Writing in a linked editorial, a team from Hammersmith Hospital said: ‘In the absence of a plausible mechanism of action or proof of causation, justifying screening for prostate cancer in all infertile men is difficult.

‘However, further research on the possible future complications of male infertility would be welcomed by patients and will help clinicians to counsel all infertile men about their future health.’

There is no screening programme for prostate cancer in the UK or US. 

A blood test that looks for a protein called ‘prostate-specific antigen’ (PSA) has been suggested. 

However, healthy cells also produce PSA, leading to small amounts in the bloodstream even in men without cancer.

PSA levels can rise if the prostate enlarges, which may be an indicator of a problem. However, cancer may not necessarily be to blame. Levels also rise with age.

Furthermore, up to 15 per cent of men with prostate cancer have normal PSA levels, which can cause cases to be missed, according to the NHS. 

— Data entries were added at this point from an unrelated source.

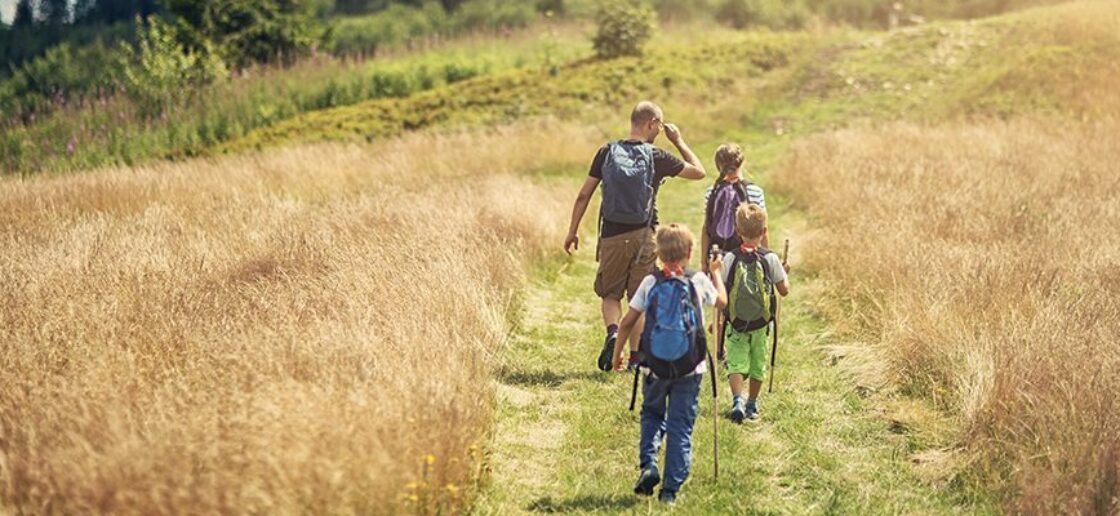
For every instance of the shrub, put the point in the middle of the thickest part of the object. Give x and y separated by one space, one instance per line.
492 15
251 31
63 74
160 72
624 27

The PSA test can also pick up on cancers that are slow growing and do not cause symptoms or shorten life.

For many prostate-cancer sufferers, treatment is unnecessary, with doctors recommending ‘watchful waiting’.

A positive PSA test could cause patient anxiety, prompting them to have treatment. In many cases, the side effects outweigh the benefits, with some being left incontinent and impotent.